U.S. Markets close in 4 hrs 24 mins

How Europe's 'breakthrough' privacy law takes on Facebook and Google

Olivia Solon

Europe’s General Data Protection Regulation is forcing big changes at tech’s biggest firms – even if the US isn’t likely to follow suit

Mark Zuckerberg, the Facebook CEO, testifies before Congress. Photograph: Zach Gibson/Getty Images

Despite the political theatre of Mark Zuckerberg’s congressional interrogations last week, Facebook’s business model isn’t at any real risk from regulators in the US. In Europe, however, the looming General Data Protection Regulation will give people better privacy protections and force companies including Facebook to make sweeping changes to the way they collect data and consent from users – with huge fines for those who don’t comply.

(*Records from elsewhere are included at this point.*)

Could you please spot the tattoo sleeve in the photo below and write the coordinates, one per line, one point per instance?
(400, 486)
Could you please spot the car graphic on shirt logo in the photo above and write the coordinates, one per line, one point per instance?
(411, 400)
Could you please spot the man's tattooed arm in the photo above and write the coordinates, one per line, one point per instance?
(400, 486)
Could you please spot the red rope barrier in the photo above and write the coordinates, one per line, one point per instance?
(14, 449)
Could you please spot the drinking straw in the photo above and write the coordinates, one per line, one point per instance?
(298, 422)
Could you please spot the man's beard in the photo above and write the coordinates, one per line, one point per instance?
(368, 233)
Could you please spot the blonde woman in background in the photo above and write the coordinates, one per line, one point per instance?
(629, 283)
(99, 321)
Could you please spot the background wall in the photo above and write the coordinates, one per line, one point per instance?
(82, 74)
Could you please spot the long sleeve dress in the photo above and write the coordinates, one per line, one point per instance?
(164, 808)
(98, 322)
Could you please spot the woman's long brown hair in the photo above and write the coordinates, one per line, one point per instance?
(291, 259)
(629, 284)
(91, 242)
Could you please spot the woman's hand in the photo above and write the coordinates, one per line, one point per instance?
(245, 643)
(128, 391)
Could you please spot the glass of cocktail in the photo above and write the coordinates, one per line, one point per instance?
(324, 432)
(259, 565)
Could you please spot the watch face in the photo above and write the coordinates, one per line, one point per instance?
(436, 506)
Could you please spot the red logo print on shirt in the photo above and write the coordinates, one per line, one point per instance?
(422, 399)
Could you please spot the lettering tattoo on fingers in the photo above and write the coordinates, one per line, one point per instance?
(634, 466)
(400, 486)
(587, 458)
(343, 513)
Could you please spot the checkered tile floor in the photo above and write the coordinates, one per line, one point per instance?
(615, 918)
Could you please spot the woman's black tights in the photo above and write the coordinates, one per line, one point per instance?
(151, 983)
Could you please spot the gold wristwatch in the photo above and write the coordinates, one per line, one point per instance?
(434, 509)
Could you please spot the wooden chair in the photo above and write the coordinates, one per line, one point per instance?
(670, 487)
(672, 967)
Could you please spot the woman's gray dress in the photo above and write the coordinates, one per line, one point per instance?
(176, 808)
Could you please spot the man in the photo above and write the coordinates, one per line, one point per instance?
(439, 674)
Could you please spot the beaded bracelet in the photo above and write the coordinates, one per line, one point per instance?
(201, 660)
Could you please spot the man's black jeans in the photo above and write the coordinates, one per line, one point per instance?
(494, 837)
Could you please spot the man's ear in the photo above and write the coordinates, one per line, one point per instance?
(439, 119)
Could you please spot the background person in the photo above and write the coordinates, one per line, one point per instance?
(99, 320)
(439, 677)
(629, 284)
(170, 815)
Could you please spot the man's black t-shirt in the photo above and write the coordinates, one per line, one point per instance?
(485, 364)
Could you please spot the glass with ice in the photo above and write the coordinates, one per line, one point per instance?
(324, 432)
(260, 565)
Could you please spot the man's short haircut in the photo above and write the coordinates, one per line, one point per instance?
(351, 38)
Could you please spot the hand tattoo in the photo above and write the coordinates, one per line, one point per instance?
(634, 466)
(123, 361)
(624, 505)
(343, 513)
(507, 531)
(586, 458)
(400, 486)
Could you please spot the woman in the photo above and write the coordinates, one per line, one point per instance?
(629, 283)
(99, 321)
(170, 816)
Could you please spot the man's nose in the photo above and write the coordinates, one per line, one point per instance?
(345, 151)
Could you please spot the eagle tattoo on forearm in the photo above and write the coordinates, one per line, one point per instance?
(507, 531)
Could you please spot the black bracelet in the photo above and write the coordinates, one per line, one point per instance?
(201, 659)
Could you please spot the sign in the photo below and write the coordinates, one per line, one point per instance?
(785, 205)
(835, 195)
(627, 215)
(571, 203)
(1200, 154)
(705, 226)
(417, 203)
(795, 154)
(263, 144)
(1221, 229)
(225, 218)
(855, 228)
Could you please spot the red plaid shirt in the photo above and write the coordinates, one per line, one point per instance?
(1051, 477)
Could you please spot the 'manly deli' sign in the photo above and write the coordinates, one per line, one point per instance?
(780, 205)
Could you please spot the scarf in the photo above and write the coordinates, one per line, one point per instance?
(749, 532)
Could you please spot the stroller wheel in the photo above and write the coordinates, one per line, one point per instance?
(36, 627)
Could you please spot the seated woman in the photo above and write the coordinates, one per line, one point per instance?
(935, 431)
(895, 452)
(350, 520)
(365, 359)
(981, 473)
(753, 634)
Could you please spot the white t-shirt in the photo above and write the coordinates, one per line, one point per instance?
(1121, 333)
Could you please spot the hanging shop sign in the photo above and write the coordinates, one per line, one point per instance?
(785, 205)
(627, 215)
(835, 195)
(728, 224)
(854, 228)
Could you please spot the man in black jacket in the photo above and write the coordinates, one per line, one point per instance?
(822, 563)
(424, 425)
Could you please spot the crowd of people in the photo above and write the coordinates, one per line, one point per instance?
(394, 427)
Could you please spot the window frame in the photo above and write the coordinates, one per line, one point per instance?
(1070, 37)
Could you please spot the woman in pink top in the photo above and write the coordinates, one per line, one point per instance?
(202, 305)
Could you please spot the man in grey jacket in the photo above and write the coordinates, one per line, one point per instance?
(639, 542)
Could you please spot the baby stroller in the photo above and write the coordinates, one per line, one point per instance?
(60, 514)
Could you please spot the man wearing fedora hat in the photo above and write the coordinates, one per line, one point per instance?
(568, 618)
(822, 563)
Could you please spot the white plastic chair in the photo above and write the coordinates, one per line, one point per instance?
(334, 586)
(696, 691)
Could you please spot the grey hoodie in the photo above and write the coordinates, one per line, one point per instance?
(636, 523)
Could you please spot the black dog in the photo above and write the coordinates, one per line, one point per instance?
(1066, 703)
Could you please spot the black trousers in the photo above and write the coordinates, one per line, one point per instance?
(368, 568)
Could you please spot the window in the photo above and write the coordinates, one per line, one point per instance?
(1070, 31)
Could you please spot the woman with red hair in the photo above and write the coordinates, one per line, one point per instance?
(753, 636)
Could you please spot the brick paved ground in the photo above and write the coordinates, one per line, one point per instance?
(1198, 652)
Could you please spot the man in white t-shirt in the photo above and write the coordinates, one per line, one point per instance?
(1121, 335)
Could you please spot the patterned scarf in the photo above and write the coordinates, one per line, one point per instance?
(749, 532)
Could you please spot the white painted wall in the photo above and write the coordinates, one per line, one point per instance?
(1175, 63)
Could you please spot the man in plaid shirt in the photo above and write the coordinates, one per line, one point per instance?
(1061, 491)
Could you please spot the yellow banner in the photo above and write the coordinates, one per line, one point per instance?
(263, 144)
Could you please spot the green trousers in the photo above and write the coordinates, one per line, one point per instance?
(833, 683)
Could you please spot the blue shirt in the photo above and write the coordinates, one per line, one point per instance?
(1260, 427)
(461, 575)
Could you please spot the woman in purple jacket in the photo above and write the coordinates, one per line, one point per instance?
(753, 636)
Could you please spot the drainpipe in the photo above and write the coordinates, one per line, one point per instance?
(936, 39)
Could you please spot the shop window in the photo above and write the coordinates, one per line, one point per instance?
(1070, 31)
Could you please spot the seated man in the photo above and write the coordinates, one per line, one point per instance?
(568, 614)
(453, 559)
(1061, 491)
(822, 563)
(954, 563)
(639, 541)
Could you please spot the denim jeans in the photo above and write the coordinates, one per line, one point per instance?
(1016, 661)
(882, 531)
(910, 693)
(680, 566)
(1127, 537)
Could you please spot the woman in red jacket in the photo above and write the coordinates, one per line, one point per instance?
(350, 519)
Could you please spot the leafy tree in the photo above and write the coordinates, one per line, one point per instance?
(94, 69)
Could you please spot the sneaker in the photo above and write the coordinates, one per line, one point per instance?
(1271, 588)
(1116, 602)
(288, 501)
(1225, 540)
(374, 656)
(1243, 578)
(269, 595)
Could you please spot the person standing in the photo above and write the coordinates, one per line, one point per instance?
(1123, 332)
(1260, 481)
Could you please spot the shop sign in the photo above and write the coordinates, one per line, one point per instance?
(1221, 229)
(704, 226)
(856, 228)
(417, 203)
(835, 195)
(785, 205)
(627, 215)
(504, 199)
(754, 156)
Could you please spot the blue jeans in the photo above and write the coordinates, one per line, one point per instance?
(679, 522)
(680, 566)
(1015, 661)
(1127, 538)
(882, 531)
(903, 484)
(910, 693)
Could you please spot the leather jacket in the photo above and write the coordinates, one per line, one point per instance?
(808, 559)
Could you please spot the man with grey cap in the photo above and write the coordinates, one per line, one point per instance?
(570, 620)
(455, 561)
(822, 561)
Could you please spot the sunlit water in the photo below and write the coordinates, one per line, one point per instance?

“It’s changing the balance of power from the giant digital marketing companies to focus on the needs of individuals and democratic society,” said Jeffrey Chester, founder of the Center for Digital Democracy. “That’s an incredible breakthrough.”

Here’s a simple guide to the new rules.

What is GDPR?

It is a regulation that requires companies to protect the personal data and privacy of residents of EU countries. It replaces an outdated data protection directive from 1995 and restricts the way businesses collect, store and export people’s personal data.

“Consumers have been abused,” said David Carroll, an associate professor at Parsons School of Design in New York. “Marketers have succeeded in making people feel powerless and resigned to getting the short end of the bargain. GDPR gives consumers the chance to renegotiate that very unfair deal.”

Does it only affect European companies?

No. It applies to all companies that process the personal data of people residing in the European Union.

What counts as personal data?

Any information related to a person that can be used to identify them, including their name, photo, email address, IP address, bank details, posts on a social networking site, medical information, biometric data and sexual orientation.

What new rights do people get?

Under GDPR, people get expanded rights to obtain the data that a company has collected about them for free through a “data subject request”. People will also have the “right to be forgotten”, which means companies must delete someone’s data if they withdraw their consent for it to be held. Companies will only be able to collect data if there’s a specific business purpose for it, rather than collecting extra information at the point of sign-up just in case.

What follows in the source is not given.